'Unsolved Mysteries' Returns to Its Outrageous Roots With the Berkshires UFO Episode
Sometimes you just want to hear about a good old-fashioned alien abduction.
Ever since it first premiered back in 1987, Unsolved Mysteries has promised a reliably bizarre mix of the unexpected. The often cheesy, always entertaining version of the show, hosted by the deep-voiced actor Robert Stack (who took over narration duties after three initial primetime specials featuring actors Raymond Burr and Karl Madden), proudly showcased a variety of cases, mixing violent crimes, paranormal incidents, unexplained bits of history, and even quasi-heart-warming tales of "Lost Love." And, yes, that occasionally included UFO sightings and other alien encounters.
In many ways, Netflix's reboot of the series is a reinvention of the original, ditching the host, refining the reenactments, focusing more on interviews, and zeroing in on a single case for each episode. (At least they kept the unsettling synth-powered theme music.) Working with Stranger Things producer Shawn Levy's production company, co-creators John Cosgrove and Terry Dunn Meurer embraced what they've referred to as a "pure documentary style," one that's more likely to click with contemporary audiences hooked on true-crime podcasts and HBO documentaries. You won't catch the next Matthew McConaughey making his screen debut in the reboot.
Most of the episodes, especially "Mystery on the Rooftop" and "House of Terror," fall solidly in the true-crime/murder-show genre (and more episodes are on the way), but, thankfully, the producers didn't totally abandon extraterrestrials. While "Berkshires UFO," the episode that focuses on a high number of UFO sightings in Massachusetts on a quiet night in 1969, might at first look and feel like a drastic tonal shift from the more conventional true-crime episodes of this season, especially for younger viewers unfamiliar with the topics covered in the original, it provides a necessary connection to the show's otherworldly past.

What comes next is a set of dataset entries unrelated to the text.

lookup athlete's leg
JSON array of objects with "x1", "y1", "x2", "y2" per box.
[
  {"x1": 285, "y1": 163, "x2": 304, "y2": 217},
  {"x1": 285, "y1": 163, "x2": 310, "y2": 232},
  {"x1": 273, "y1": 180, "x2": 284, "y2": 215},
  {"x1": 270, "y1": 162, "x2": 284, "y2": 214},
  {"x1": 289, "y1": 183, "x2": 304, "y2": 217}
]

For UFO obsessives -- or fans of The X-Files -- many elements of the specific abduction stories that the episode focuses on will be familiar. Thom Reed, one of the prominently featured interview subjects, also told his story in an episode of History Channel's Ancient Aliens, which includes a more specific description of the creatures themselves, and has made numerous media appearances over the years, spreading the word about the incident. The event itself is a well-known part of American UFO lore, legitimized at the International UFO Museum and Research Center in Roswell, New Mexico, and by the state of Massachusetts itself. Like many of the stories featured on the show, much of the information itself is not entirely new; it's just being delivered to a larger audience via Netflix's enormous global platform.
But by applying a more restrained, less sensationalized documentary approach, rejecting the often garish computer-generated imagery of shows like Ancient Aliens, director Marcus A. Clarke, who also helmed the opening episode about the death of Rey Rivera, brings a touch of gravitas to the narrative. Similarly, the decision to feature interviews with the police, who have no record of reports filed during the night of the incident, and a local newspaper publisher, who finds no mention of it in his archive from the period, displays a willingness to look at the story from a more skeptical perspective. At the same time, those sections also show how stories of alien encounters are often treated with a great degree of incredulity by authority figures, dismissed by the official record and passed down through less traditional forms of media.
The less judgmental, more empathetic tone of the episode is perhaps reflective of a subtle shift in the way stories about possible UFO encounters are presented in the mainstream media. As one of the interview subjects in the episode points out, the New York Times has reported on a situation involving Navy pilots encountering "strange objects" in the sky. The stories arrive with all the necessary caveats, including quotes from skeptical experts, but the headlines are framed in a way that often makes them irresistible to anyone with a passing interest in UFOs. (A recent piece in Wired criticized the "thinly-sourced and slanted reporting" of many of these stories and asked "Will The New York Times Ever Stop Reporting on UFOs?") In some ways, the world is finally catching up with the unapologetically out-there sensibility of Unsolved Mysteries, making its pop culture comeback feel all but inevitable.